Dans le cadre de mon engagement à la fois en tant que député et représentant de la jeunesse, j’ai entrepris plusieurs actions innovantes visant à sensibiliser et à impliquer davantage nos concitoyens, en particulier les jeunes, dans le travail parlementaire. En effet, il est essentiel de comprendre que, trop souvent, la jeunesse en Mauritanie demeure éloignée des débats parlementaires et sous- estime l’importance de cette institution dans la construction de notre avenir collectif. Il devient donc primordial d’attirer leur attention sur la nature et le rôle crucial de l’Assemblée nationale dans la définition des politiques publiques.

Dans cette optique, j’ai fait le choix de profiter de mes prises de parole en séance pour sensibiliser le public, en particulier les jeunes, aux enjeux parlementaires. Il est important de leur faire comprendre que les décisions prises ici affectent directement leur quotidien, qu’il s’agisse de l’éducation, de l’emploi, de la santé ou de la gouvernance. Mon objectif est de rendre le travail parlementaire plus accessible et de renforcer le lien entre les institutions et la population.

Bientôt, je lancerai également des sessions en direct sur les réseaux sociaux, afin de discuter de l’importance de certains projets de loi, d’en expliquer les implications et, le cas échéant, de pointer leurs faiblesses. Ces interventions auront pour but de rendre le processus législatif plus transparent, de susciter un débat public informé et d’encourager une participation active de la jeunesse dans les décisions qui façonnent notre société. Cette initiative s’inscrit dans une démarche de démocratisation de l’information, visant à mieux impliquer la population dans le processus législatif.

Enfin, conscient de ma responsabilité sociale, je m’engage chaque année à investir une partie substantielle de mon salaire dans des actions caritatives et éducatives. Cet engagement personnel reflète ma conviction que nous devons, en tant que représentants du peuple, être directement impliqués auprès des populations les plus vulnérables. À travers ces actions, je souhaite non seulement apporter un soutien concret, mais aussi montrer l’exemple : un député doit être à la fois un législateur et un acteur engagé auprès des citoyens.

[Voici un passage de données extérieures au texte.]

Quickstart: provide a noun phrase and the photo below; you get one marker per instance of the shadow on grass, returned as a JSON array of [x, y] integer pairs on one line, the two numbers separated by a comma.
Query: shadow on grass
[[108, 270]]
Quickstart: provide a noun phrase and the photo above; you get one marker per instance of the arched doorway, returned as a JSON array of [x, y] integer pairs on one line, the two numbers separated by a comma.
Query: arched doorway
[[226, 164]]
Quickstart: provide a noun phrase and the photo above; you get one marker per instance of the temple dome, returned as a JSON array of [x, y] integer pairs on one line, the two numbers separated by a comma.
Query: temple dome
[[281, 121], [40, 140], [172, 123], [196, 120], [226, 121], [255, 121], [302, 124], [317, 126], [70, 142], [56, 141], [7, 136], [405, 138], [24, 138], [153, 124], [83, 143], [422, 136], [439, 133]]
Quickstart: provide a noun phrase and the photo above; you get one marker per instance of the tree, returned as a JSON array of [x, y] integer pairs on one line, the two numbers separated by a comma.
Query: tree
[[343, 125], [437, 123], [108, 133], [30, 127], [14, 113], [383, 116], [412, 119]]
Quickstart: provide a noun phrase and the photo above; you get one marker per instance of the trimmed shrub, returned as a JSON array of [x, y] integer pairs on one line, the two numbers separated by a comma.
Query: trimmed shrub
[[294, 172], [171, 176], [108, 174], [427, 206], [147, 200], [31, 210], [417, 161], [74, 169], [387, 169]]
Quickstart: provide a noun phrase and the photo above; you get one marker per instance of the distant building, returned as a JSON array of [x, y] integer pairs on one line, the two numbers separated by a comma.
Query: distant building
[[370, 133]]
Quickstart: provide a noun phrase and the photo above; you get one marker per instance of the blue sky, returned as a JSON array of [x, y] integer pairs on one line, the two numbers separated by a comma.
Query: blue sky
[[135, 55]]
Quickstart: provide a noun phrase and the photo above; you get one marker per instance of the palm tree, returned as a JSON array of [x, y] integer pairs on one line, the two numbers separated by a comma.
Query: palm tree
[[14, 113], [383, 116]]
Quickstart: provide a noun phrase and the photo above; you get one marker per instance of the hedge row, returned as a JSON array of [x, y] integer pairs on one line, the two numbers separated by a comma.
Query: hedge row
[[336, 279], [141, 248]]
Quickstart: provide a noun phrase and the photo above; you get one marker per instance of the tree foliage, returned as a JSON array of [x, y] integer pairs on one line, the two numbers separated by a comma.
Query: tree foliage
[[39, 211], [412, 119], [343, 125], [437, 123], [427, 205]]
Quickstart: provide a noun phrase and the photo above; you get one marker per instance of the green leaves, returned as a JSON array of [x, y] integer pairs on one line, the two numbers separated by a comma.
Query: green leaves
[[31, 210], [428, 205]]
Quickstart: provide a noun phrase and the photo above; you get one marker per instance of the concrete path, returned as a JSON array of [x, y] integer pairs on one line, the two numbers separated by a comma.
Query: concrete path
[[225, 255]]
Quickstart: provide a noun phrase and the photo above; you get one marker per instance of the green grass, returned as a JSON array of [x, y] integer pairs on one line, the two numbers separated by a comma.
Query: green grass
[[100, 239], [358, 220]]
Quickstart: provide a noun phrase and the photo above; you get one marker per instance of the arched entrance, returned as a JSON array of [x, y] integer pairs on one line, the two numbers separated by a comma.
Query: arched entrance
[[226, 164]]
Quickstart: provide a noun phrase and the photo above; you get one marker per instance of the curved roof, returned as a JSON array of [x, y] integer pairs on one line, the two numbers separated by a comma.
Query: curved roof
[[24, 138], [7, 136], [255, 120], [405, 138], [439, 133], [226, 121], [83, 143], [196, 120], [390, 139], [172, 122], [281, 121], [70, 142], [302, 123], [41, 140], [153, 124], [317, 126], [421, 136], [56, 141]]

En somme, ces différentes actions visent à renforcer la participation des jeunes et des citoyens à la vie politique, à rendre le travail législatif plus compréhensible et accessible, et à prouver que notre rôle en tant qu’élus va bien au-delà de la simple fonction parlementaire, en étant aussi un vecteur de solidarité et de progrès social.

Quelles sont les actions innovantes que vous avez mises en place ou que vous envisagez en concertation avec les jeunes ?

Au cours de mon mandat en tant que député, j’ai eu l’opportunité de contribuer activement aux débats et aux travaux législatifs, en effectuant plusieurs amendements sur divers projets de loi examinés au sein des différentes commissions. Ces amendements ont porté sur des sujets d’importance qui, je l’espère, ont permis de mieux prendre en compte les réalités sociales, économiques et politiques de notre pays.

Cependant, il me semble également essentiel de préparer, dans les mois à venir, des propositions de lois plus concrètes et structurées, qui répondent aux préoccupations profondes de notre société. Je suis en train de travailler sur ces initiatives, car il est important, en tant que représentant du peuple, de ne pas se contenter d’amendements ponctuels, mais de proposer des réformes ambitieuses et structurantes qui auront un véritable impact sur la vie des Mauritaniens.

L’année et demie qui viennent de s’écouler m’a permis de mieux appréhender les dynamiques internes de cette Assemblée, de comprendre les rouages de son fonctionnement, ainsi que les contraintes auxquelles nous faisons face. Ce temps d’observation et d’adaptation m’a permis de poser mes marques, de m’ancrer dans le travail législatif, avant de m’engager pleinement dans une véritable bataille politique au sein de l’hémicycle. Ce temps d’apprentissage était nécessaire, car il est crucial d’être à la fois réfléchi et stratégique avant de proposer des projets de loi qui ne se contentent pas seulement de répondre à l’urgence, mais qui visent à répondre aux défis à long terme de notre société.

Vous fustigez les inégalités sociales. Comment expliquer cette réalité dans la société mauritanienne ?

Je ressens profondément la réalité des inégalités sociales qui marquent notre société. En Mauritanie, l’injustice sociale est bien plus qu’une simple perception ; elle est une vérité vivante, quotidienne, que l’on retrouve dans chaque recoin de notre nation. Les inégalités de chance sont devenues la norme, et l’écart entre les différents groupes sociaux ne cesse de se creuser. Cette situation est d’autant plus préoccupante qu’elle touche les secteurs fondamentaux de la vie humaine : l’éducation, la santé, l’accès à l’emploi et aux services de base.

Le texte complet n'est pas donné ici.